“Your time is limited, so don’t waste it living someone else’s life.”
-Fellow ENTJ, Steve Jobs
Moving to Brisbane was my second attempt at moving to a new city by myself with the intentions of getting a job, getting an apartment, and establishing a new life. As the months have gone by, I’ve compared my time here to the time I spent after I moved to Austin by myself.
I moved to Austin on the last day of September in 2015. Three months into living there, I was working seven days a week, scraping up every last penny for a new backpacking route that had popped into me and Andrew’s minds. My full-time Americorps job destroyed any sense of self-confidence that I had built up in Europe, but I found a small sense of belonging in the twice-weekly free yoga classes put on by Black Swan on the roof of Whole Foods. I had to physically write down where I was happy in order to convince myself that I was happy. On Saturday nights, I reached out to friends I had made abroad for the courage to go to gigs alone. I felt lonely, but hopeful because I had spent years dreaming about living in Austin and becoming the person I want to be.
I moved to Brisbane on October 11. I had not spent even a day dreaming about living in Brisbane. Backpackers told me it was like London, that it was hit or miss, that it was boring, that it wasn’t as cool as Melbourne, that it felt like a small town, I could go on and on.

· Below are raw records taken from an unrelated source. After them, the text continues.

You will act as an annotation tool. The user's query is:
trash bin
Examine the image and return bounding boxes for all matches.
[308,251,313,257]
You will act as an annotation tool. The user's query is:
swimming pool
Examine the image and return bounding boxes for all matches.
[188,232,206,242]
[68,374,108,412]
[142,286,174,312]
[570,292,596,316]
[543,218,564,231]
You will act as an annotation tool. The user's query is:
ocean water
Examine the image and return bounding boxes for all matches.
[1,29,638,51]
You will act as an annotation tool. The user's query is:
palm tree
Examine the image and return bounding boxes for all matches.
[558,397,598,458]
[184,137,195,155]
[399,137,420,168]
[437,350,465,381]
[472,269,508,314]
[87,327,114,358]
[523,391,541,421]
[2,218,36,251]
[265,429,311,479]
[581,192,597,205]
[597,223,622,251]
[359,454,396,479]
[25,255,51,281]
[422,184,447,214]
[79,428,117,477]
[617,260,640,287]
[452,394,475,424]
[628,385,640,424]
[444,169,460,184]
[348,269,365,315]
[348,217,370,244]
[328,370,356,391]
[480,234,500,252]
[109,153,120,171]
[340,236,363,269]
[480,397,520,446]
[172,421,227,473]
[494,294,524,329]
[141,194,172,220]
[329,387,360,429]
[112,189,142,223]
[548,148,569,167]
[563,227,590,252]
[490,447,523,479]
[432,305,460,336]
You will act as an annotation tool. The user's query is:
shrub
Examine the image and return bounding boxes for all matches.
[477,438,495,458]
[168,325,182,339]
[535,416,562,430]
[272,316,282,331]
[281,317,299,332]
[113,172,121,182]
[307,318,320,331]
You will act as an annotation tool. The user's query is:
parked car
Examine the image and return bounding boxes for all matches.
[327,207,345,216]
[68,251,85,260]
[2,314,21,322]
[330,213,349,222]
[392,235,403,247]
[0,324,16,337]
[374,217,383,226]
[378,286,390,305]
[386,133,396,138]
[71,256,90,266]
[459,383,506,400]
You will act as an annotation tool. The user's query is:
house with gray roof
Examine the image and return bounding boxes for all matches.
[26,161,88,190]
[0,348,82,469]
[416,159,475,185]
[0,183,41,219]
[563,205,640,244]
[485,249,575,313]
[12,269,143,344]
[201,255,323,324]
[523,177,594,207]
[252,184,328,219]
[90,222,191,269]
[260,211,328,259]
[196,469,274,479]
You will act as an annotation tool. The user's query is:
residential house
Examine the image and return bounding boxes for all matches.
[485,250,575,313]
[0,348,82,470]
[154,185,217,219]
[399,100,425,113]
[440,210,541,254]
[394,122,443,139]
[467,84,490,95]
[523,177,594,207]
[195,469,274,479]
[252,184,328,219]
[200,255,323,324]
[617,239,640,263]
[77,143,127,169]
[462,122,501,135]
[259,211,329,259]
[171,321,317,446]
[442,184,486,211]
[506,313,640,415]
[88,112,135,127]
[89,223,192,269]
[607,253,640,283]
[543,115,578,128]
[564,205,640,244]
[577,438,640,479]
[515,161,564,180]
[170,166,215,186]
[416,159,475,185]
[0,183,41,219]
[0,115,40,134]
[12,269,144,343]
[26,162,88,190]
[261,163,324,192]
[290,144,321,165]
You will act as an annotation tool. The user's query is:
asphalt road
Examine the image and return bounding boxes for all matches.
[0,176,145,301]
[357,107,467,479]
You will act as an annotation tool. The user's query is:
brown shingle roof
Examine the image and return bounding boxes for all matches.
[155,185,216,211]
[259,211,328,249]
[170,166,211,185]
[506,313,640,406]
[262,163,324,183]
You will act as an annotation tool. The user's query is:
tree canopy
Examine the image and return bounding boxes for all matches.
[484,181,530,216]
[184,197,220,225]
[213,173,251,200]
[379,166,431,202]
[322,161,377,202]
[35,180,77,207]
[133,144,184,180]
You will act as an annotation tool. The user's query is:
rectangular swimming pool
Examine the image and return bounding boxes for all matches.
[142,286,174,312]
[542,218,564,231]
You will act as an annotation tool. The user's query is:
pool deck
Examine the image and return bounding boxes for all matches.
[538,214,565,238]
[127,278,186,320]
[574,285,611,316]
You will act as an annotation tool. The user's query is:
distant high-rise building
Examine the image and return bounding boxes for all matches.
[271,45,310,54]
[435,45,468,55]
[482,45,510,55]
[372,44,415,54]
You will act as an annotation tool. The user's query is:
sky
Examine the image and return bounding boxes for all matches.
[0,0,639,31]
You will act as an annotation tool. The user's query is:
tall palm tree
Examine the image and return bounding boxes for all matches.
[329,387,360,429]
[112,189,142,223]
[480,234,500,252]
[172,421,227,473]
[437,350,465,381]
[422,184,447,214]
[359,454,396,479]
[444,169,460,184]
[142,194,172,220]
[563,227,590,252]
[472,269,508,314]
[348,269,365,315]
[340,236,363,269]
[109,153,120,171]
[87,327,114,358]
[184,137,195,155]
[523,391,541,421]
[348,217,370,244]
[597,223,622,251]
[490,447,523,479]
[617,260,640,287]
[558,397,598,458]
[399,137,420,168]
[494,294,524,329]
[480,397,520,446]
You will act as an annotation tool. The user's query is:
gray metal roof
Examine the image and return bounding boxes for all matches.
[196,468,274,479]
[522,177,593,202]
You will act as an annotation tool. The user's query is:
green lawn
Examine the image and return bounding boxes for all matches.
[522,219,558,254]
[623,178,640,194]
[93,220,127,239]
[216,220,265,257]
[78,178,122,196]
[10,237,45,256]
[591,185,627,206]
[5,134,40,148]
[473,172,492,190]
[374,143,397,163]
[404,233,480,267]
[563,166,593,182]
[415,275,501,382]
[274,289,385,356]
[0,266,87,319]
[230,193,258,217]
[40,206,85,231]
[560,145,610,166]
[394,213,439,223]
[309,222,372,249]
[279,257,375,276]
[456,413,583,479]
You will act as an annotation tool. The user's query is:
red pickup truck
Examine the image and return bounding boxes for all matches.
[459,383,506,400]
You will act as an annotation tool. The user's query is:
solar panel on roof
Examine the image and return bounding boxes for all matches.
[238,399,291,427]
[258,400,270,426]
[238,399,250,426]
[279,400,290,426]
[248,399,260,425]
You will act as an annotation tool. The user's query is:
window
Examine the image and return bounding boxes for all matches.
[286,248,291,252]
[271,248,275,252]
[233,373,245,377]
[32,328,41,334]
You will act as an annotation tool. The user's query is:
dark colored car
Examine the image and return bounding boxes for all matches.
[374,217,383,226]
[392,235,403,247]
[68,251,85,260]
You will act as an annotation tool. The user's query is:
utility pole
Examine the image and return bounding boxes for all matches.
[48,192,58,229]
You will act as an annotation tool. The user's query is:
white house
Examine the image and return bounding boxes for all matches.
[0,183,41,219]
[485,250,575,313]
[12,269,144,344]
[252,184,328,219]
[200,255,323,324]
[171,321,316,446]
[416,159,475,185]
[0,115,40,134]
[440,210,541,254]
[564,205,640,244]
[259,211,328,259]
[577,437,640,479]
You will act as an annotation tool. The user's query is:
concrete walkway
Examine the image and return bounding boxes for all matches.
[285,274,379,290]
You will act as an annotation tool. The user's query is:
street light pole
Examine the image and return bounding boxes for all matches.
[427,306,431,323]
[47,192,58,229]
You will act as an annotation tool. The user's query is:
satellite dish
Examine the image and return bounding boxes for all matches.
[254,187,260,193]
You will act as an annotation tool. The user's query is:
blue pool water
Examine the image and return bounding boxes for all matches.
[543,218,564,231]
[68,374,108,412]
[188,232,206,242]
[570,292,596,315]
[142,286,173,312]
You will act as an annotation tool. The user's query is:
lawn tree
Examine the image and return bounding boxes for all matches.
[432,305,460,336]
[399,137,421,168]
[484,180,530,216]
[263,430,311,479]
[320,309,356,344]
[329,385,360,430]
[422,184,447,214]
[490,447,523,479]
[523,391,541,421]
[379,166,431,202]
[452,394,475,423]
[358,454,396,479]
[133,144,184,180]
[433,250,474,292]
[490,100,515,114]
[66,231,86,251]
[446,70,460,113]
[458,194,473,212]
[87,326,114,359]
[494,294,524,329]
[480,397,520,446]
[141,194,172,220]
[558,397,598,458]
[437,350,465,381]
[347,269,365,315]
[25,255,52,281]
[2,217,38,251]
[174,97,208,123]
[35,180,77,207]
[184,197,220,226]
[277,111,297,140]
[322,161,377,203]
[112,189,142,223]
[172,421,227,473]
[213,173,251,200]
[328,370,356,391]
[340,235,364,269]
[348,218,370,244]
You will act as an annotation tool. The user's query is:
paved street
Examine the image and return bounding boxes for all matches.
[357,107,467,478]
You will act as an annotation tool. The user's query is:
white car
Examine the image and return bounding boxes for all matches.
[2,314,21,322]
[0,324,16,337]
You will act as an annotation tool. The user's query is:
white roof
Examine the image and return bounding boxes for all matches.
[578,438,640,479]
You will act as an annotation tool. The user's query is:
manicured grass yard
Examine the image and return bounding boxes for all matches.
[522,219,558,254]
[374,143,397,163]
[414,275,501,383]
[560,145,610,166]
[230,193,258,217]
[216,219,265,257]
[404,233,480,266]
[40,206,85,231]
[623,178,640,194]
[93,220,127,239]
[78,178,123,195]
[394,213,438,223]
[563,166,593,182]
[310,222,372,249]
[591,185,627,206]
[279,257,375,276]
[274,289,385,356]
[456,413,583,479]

(I don’t know who the hell thinks that Brisbane is like London, besides the fact that it has a Ferris wheel and is on a river. All cities have rivers. That was the point of cities in the olden days. Ships and transport and stuff. There’s a Ferris wheel in the Toys ‘R’ Us in New York, does that mean Brisbane is like New York? I’m being a jerk.)
Three months into living in Brisbane, I’ve saved up enough money to go gallivanting around New Zealand for two months before moving on to Melbourne. I don’t spend day after day wallowing in low self-confidence. I’m as happy as I was at the beginning of 2017, during my last few months in Austin. I see the potential for jobs and strong friendships (and, rolling my eyes at myself, relationships) here. I’m not just trudging through another few months to move on to the next place. I love my apartment, my walk into the city, and the people I make plans with. Three months into living here, I’ve seen myself grow, reflect on (and release) baggage that I was carrying around, and raise my expectations for the people in my life.
Things are amazing.
And I’m leaving in two weeks.
Should I Stay or Should I Go?
January has been twisting my arm. This is a dream that I don’t want to wake up from, not yet. When I hear co-workers and friends telling me to stay here, I want to listen. After all, who told me they wanted me to stay in Austin this early in the game?

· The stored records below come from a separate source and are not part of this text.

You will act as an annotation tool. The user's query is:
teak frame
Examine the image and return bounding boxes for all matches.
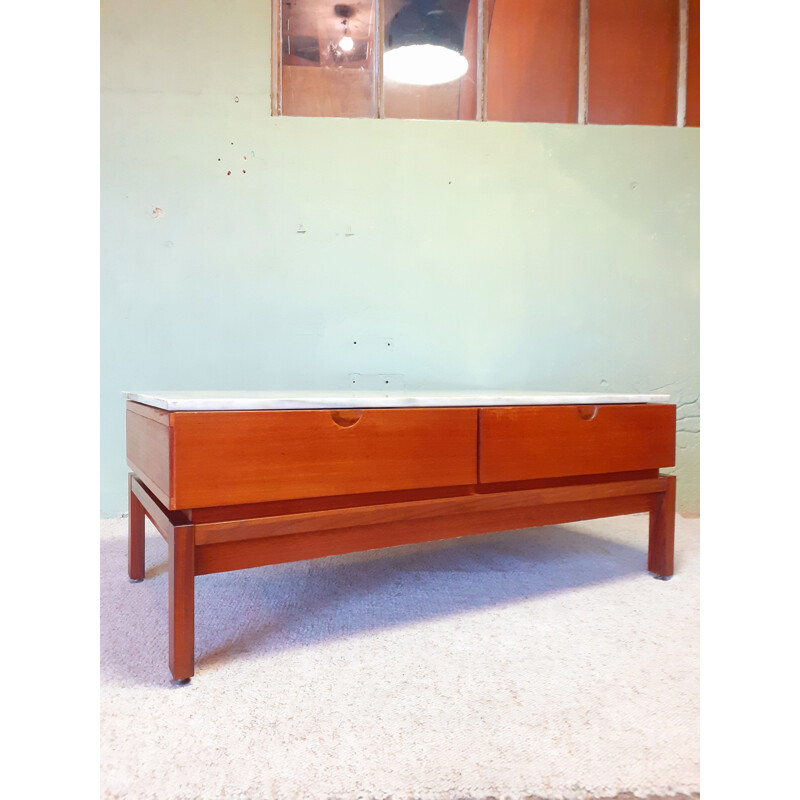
[128,467,676,684]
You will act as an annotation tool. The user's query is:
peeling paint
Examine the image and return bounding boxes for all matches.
[151,207,164,220]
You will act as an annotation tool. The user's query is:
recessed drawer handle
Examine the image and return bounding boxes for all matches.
[330,409,364,428]
[577,405,598,421]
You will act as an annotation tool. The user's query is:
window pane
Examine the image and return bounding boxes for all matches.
[486,0,580,123]
[588,0,679,126]
[383,0,478,120]
[281,0,377,118]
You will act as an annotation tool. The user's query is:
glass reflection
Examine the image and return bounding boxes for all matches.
[281,0,377,118]
[383,0,477,120]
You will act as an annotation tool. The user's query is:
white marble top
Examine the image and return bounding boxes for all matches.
[124,390,671,411]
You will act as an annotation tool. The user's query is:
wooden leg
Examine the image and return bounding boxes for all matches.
[128,473,145,582]
[648,475,676,578]
[169,523,195,683]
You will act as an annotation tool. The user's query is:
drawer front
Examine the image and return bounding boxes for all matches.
[126,403,172,507]
[172,407,478,508]
[479,404,675,483]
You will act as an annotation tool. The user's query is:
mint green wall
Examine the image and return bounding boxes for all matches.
[100,0,699,516]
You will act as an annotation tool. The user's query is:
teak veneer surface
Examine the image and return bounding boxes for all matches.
[125,405,172,508]
[192,477,667,546]
[193,493,655,576]
[479,404,675,483]
[125,401,676,510]
[186,469,659,524]
[171,407,478,509]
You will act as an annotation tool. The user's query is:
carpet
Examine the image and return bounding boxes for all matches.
[100,513,699,800]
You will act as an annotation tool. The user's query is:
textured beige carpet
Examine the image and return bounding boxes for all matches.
[100,513,699,800]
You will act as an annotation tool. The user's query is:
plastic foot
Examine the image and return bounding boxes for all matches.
[129,578,144,583]
[171,677,191,687]
[652,573,672,581]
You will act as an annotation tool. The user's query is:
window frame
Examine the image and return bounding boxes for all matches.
[271,0,696,127]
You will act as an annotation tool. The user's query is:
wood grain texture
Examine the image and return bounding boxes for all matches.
[588,0,680,126]
[487,0,580,123]
[193,477,667,546]
[169,522,195,682]
[130,475,191,542]
[186,469,659,524]
[685,0,699,127]
[172,407,478,509]
[472,468,660,494]
[128,475,196,681]
[479,404,676,483]
[194,492,654,576]
[126,397,679,682]
[128,472,145,581]
[648,473,676,576]
[126,403,172,508]
[187,484,473,524]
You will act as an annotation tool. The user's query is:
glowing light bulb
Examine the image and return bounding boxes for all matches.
[339,35,354,52]
[383,44,468,86]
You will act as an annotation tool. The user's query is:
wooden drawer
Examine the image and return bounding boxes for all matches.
[126,403,173,508]
[479,404,675,483]
[169,406,478,508]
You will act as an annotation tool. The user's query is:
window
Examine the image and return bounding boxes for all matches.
[272,0,699,126]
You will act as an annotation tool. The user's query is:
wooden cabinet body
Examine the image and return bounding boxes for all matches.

In Austin, I focused on becoming the person I wanted to be, shaking the stale feeling Philly left me with. Since Brisbane, I’ve slipped into this person without much of a thought. I go to gigs and play at acro meetups and wander through art galleries without feeling like I have anything to prove to anyone. That’s a good feeling, to say the least.
In the end, I have no attachments to any other cities and could realistically spend the rest of my year-long visa in Brisbane. I could. That’s my decision. Adult. Live my best life. All that jazz. I’m flying back to the Gold Coast anyway for Bluesfest. I know yoga teachers here. I’ve taught classes here without a proper job. I write my own story, or whatever.
And yet I hear myself rambling on about Brisbane and how I ultimately control my life, I want to shake myself. What am I saying? There’s no way this plan is what I want in the long run.
I haven’t seen what Australia has to offer outside of Brisbane and one day at the Gold Coast. People have told me that I’d love Melbourne for a reason. In Europe, I fell in love with cities after being there for two days and replaced that love with each new destination. There will be work, work friends, gigs, and acro yogis in Melbourne. I can fall into another dream, letting my time limits push any long-term pressures off a cliff. And there’s no saying how my road trip in New Zealand will affect any of this.
So what do I do? Where should I plan to live when I get back from New Zealand?
Staying in the Present
The full-stop reality of my current situation is that as much as I hate leaving my plan hanging by a thread, I can’t make any decisions today. I haven’t applied for any jobs in Melbourne. I haven’t set foot in Melbourne. All of my Brisbane friends are within arm’s reach, and time hasn’t passed to show me where these relationships will go if I make Brisbane my home for an extra few months. Two months in New Zealand could change everything. Two minutes in Melbourne could change everything.
As I was preparing to leave Austin, a city I grew to adore with friends that I miss terribly, I told myself, “If I don’t leave now, I’ll be saying ‘what if’ for the rest of my life.” I find myself saying the same thing as I hype myself up for New Zealand and rewatch season 3 of Real Housewives of Melbourne (as if I am going to live a life even close to Gina Liano’s.)
I can go back to Austin if I want to, but just not now. I can go back to Brisbane after New Zealand if I want to, but just not now.
The present moment is all I can cling to, and I’m going to spend that moment here, making plans for the upcoming week and relaxing after work.